Earlier this week, Snyder and the Washington Football Team were the subject of what feels like the hundredth investigative exposé by the Washington Post about them in recent memory.
The story said that “lawyers and private investigators working on Snyder’s behalf took steps that potential witnesses … viewed as attempts to interfere with the NFL’s investigation.”
The Washington Post story further alleges that Snyder offered to sweeten the pot and add to a settlement with a woman who accused him of sexual misconduct if she declined to speak to league investigators. Snyder settled with his accuser for $1.6 million in 2009.
Goodell chose his words very carefully. If you look at them closely, he does not say that Snyder did not attempt to impede the league’s investigation — merely that he did not succeed in doing so.
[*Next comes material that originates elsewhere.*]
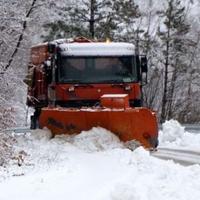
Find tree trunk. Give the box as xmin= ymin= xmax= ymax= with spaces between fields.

In addition to the Snyder dilemma, the Washington Football Team has faced myriad other allegations of sexual misconduct, including persistent claims brought by former cheerleaders.
In July, the NFL fined Snyder and the organization $10 million. Snyder, in title, stepped aside from presiding over day-to-day operations of the team, and his wife, Tanya, stepped in. Nonetheless, in October Sports Illustrated’s Albert Breer reported that Dan Snyder has been to all of the team’s games.
The results of the league investigation into the Washington Football Team were sealed, and the only aspect of it that has publicly come out were emails between Jon Gruden and former team president Bruce Allen. As a result of insensitivity about race, gender and sexuality in emails that leaked in the New York Times and Wall Street Journal, Gruden had to resign from his job as coach of the Las Vegas Raiders. Gruden subsequently sued the league and Goodell, accusing them of “selectively leaking” his emails in a “malicious” attempt to destroy his career.
Rep. Carolyn Maloney, a New York Democrat who is chairwoman of the House Oversight Committee, and Rep. Raja Krishnamoorthi, an Illinois Democrat who is chairman of the Subcommittee on Economic and Consumer Policy, have requested more transparency from the NFL about their investigation into the Washington Football Team.